Here’s what I realized: I didn’t stop drinking because I couldn’t stop drinking. I stopped drinking because it became clear to me that I had a hole in my soul that alcohol was making bigger. The only way I could heal was to stop doing the things that made the hole bigger. I had to learn to feel, to experience emotion as a vital part of my humanity, to not shy away from the emotion of others and connect to people on an authentic level. I simply couldn’t do that as long as there was a wall of alcohol between me and myself and the people around me.
But alcoholism is a disease. You can’t just opt out whenever you want. It’s also one of the only diseases that people regularly diagnose themselves, often without the help of a medical professional. Self diagnosing alcoholism saves lives. I have no regrets over not drinking or with identifying as an alcoholic but I don’t believe that everyone who has a drinking problem is an alcoholic.

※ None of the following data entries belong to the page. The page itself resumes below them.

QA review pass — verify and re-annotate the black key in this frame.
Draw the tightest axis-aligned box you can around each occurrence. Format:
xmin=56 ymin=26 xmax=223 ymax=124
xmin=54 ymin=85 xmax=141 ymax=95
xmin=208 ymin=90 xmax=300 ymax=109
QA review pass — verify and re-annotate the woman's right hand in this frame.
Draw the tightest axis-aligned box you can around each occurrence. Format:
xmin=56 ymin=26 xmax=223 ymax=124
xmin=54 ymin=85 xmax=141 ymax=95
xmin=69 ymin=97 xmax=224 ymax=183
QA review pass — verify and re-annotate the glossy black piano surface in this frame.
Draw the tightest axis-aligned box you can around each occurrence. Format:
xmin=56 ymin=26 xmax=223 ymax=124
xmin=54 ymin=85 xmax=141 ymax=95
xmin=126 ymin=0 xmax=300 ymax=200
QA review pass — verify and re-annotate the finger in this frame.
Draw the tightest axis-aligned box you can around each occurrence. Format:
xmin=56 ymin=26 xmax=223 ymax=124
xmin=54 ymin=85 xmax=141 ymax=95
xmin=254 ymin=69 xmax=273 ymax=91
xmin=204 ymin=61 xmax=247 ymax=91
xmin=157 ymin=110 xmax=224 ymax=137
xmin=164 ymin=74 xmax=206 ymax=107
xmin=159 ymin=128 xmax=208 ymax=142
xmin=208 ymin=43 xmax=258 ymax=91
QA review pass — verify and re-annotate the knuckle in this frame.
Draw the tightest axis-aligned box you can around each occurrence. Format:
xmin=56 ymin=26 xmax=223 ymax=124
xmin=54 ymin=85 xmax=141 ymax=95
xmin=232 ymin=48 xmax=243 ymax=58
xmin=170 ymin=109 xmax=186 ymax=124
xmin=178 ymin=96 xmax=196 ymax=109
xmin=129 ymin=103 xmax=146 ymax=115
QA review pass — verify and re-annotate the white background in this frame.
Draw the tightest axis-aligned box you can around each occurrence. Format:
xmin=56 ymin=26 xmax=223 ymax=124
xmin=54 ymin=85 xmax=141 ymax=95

I know that this is terrifying for some of you to hear me say but I trust my heart and my body to know when I’m hurting myself. I’ve discovered that I can have a drink and not have the desire to want more. It feels like it does on the rare occasions when I eat fried chicken. I don’t need to put that shit into my body but sometimes I want a few bites and then I’m done. I would never have known this about myself if I didn’t stop drinking completely for nearly 3 years. I would never have known that I actually do have a “stop button” if I didn’t remove alcohol from my life so that I could get in touch with the needs of my body, mind and soul.
One of the reasons why I’ve been hesitant to write about this is because the purpose of sobriety is not to be “cured” or to get to the point where you can drink again. Alcoholism kills people, plain and simple. No one should ever take lightly the devastation that alcohol dependency causes and no longer identifying as an alcoholic doesn’t negate the damage my drinking did or could do again if I’m not vigilant in my recovery from numbing.
I’m the adult child of addicts, I’m a survivor of sexual and emotional abuse and habitually used alcohol to numb myself. There are complicated physical and psychological reasons for why I am the way I am. I will always work on myself, will always be a seeker, will always be mindful of what I put into my body (and why I do it) because I’ve chosen to live the life that God envisioned for me. A life where I participate in and contribute to society, a life where I follow my truth and help others to do the same, a life where I strive to be the best mom, daughter, sister, friend, lover I can be. I no longer abuse alcohol, drugs, spending, food, sex, or other things that are unhealthy because I respect my boundaries, my limits and myself. This is my hard truth.